Aber auch der arbeitet an der Gründung einer eigenen politischen Dynastie. Da er nicht erneut zur Wahl antreten darf, ist stattdessen seine Tochter Sara auf dem besten Weg, zumindest Vizepräsidentin der Philippinen zu werden. Sie hatte ihren Vater bereits im Amt der Bürgermeisterin der Millionenstadt Davao im Süden des Landes beerbt. Sie hat zudem weiterhin eine – wenn auch nicht übermäßig wahrscheinliche – Chance, zum Staatsoberhaupt gewählt zu werden, falls Ferdinand Marcos Jr. aufgrund seiner Vorstrafe wegen fehlerhafter Steuererklärungen nicht zur Wahl zugelassen werden sollte.
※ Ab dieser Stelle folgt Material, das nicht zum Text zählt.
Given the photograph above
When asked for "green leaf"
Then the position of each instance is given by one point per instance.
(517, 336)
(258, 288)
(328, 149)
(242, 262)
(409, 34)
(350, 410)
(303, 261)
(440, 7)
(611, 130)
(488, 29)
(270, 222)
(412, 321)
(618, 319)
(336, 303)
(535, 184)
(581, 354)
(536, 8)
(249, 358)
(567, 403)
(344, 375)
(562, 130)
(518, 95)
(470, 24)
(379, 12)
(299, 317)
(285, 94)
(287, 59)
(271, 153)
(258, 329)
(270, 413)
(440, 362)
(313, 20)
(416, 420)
Auch wenn das Rennen noch offen ist – den Philippinen stehen nach der möglichen Wahl von Marcos Jr. und Sara Duterte ab Mai eventuell weitere sechs Jahre demokratie- und menschenrechtsfeindlicher Politik bevor.
Weiterführend:
Wer die Wahl im Detail verfolgen möchte, sollte sich mit dem Angebot von Rappler vertraut machen. Die Nachrichtenseite wurde von der Nobel-Preisträgerin Maria Ressa mitgegründet und berichtet investigativ über aktuelle politische Ereignisse auf den Philippinen.
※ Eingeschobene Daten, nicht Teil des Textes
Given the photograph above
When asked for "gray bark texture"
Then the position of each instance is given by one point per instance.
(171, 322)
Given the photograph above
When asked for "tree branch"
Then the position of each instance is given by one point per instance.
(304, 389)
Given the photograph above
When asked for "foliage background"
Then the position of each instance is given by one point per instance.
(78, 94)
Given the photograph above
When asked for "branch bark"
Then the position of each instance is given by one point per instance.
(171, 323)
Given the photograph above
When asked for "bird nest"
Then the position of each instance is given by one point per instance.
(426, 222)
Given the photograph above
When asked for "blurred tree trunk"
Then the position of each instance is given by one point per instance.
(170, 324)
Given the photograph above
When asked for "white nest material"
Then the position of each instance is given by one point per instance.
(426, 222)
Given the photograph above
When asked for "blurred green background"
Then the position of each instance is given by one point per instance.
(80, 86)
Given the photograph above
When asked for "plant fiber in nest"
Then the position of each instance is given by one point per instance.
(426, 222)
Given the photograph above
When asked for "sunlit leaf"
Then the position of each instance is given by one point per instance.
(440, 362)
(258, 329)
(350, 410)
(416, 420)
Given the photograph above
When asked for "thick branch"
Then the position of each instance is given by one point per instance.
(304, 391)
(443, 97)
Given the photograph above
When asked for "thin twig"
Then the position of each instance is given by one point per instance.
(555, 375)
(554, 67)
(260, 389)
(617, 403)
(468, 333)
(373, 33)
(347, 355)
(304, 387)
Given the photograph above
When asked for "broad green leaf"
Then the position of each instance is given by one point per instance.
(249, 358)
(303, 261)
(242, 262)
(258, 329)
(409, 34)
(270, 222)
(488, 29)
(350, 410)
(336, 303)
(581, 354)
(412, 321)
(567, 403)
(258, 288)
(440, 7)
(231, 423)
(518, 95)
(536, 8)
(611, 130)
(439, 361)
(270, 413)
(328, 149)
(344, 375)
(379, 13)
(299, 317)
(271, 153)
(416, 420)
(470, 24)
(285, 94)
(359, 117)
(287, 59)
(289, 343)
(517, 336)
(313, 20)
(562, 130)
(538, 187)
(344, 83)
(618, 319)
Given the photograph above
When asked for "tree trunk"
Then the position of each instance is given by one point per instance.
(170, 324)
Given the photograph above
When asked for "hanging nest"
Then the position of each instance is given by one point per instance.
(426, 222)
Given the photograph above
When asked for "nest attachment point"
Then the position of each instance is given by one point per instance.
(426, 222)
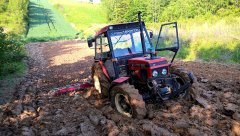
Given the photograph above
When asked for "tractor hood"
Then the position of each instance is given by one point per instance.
(146, 62)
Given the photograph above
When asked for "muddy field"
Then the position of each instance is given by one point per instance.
(35, 111)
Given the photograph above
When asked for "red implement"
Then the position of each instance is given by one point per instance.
(74, 87)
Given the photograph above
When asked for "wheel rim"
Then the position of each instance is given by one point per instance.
(97, 83)
(122, 105)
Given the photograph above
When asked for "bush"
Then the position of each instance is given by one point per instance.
(11, 54)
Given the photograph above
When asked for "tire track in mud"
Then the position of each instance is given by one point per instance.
(36, 111)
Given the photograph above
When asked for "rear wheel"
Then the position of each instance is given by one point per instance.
(127, 101)
(100, 81)
(182, 78)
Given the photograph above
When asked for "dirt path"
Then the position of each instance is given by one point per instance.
(55, 64)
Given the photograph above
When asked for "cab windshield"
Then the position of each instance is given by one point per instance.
(128, 42)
Leseempfehlungen der Woche
Wie man einen potenziellen Krieg zwischen den USA und China verhindert
Auch wenn Verfasser Kevin Rudd in diesem Text die leidige weil unausgegorene Theorie der Thukydides-Falle von Graham Allison zur Beschreibung der eskalierenden US-China-Beziehungen bemüht, lohnt sich die Lektüre dieses Guardian-Artikels. Rudd, ehemaliger australischer Premierminister und anerkannter China-Kenner, beschreibt hier, warum eine mögliche Konfrontation zwischen Peking und Washington durchaus verhindert werden kann. Der Text ist ein Auszug aus seinem neuen Buch The Avoidable War: The Dangers of a Catastrophic Conflict between the US and Xi Jinping’s China. Vielleicht folgt an dieser Stelle demnächst mal eine Rezension des Buches.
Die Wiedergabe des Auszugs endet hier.